Qualitative investigation depends on engagement with the lived world, and the place of the researcher in the research process itself is something that needs to be addressed. Based on the notion of ‘researcher engagement’ in research, the present study derives elements from ethnography. Ethnography fits well into the description of qualitative research outlined above. It seeks to describe and understand the behaviour of a particular social group, and to do this, researchers try to see things from the perspective of members of the group. This requires extended exposure to the field (Richards, 2003). Adopting such a perspective enables the researcher to move from outsider to insider status, although “the aim is not to become a complete insider because this would mean taking for granted the sorts of beliefs, attitudes and routines that the researcher needs to remain detached from in order to observe and describe” (Richards, 2003: 14-15). In this study, an ethnographic perspective offers insights into the learning to teach experiences, especially as a means of understanding the professional world of teachers and how they perceive their own experiences in the context of their own workplaces.

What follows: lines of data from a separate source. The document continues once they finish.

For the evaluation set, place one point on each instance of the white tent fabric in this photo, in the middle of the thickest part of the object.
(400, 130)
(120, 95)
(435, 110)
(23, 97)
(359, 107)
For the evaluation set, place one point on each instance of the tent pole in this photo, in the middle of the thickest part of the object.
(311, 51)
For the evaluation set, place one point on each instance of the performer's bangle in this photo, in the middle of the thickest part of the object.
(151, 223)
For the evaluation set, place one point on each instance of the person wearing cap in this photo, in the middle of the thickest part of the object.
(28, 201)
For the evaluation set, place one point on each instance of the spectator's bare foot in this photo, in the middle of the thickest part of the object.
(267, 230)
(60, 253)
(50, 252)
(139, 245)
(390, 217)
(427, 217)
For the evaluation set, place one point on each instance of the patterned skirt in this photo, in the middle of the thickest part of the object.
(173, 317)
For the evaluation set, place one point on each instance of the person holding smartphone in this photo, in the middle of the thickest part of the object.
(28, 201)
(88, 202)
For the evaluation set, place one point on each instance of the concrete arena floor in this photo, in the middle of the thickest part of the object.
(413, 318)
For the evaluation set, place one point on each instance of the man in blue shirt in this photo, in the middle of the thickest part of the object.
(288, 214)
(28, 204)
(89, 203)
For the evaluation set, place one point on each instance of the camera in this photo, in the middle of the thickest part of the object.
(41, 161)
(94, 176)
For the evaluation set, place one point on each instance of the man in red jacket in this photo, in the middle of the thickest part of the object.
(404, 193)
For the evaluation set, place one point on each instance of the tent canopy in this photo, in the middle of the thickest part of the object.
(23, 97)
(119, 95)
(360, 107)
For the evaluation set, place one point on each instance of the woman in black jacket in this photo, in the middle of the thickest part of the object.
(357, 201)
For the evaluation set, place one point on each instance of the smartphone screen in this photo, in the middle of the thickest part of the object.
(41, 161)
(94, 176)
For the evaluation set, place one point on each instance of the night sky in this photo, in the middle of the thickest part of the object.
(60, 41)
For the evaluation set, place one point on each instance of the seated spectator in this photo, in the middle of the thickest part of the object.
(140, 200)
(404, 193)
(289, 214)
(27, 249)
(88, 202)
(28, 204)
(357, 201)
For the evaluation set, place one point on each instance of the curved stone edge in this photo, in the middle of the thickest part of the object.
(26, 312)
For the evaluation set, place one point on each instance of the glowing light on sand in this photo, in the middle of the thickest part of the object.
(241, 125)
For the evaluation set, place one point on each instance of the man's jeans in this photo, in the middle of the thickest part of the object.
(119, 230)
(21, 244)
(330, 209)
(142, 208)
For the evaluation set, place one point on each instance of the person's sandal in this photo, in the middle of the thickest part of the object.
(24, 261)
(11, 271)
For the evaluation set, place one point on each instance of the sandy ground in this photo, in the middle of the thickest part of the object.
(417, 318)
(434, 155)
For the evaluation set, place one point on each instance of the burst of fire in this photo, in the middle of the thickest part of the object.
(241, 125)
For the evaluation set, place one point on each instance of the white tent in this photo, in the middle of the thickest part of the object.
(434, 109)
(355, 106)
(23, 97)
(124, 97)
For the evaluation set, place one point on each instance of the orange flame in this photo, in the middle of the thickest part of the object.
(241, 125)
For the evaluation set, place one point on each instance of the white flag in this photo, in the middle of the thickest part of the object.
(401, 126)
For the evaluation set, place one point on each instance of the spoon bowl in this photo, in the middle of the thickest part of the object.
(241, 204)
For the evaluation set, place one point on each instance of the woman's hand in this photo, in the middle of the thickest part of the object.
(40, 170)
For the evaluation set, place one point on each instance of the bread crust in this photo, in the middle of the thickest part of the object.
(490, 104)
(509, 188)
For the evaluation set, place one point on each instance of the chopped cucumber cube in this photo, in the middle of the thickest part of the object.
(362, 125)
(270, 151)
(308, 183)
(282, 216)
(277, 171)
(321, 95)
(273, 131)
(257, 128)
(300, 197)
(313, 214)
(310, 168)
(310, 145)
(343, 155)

A key concept related to ethnography is emic stance, that is sometimes used to refer to an insider’s perspective on events, as opposed to etic that describes an outsider’s view. The literature of naturalistic inquiry talks of the importance of adopting an emic insider stance if a researcher wants to understand individuals and behaviour, rather than an etic outsider one. Morris et al. (1999) explain that

emic researchers often express preference to use observation as a major data

collection tool and immerse themselves in the setting while developing relationships with the informants. Questionnaires, therefore, are criticised because

89

they have an etic rather than emic perspective on human behaviour, in that they do not provide individuals with opportunities to show their own ideas or beliefs, as the researchers' ideas are provided instead (Munby, 1984). The emic perspective is not simply a matter of choosing the data collection method, nor is it a choice to be made only at the data collection phase in the fieldwork, but rather, it is actually an issue to be taken into account in the data analysis, especially with reference to making sense of the transcribed texts and categorising themes based on the meanings brought by the informants. Drawing on Pike's (1967) work, Tashakkori & Teddlie (2003: 522) comment that "Etic refers to a trained observer's analysis of ‘raw’ data, whereas emic refers to how those data are interpreted by an ‘insider’ to the system or organization.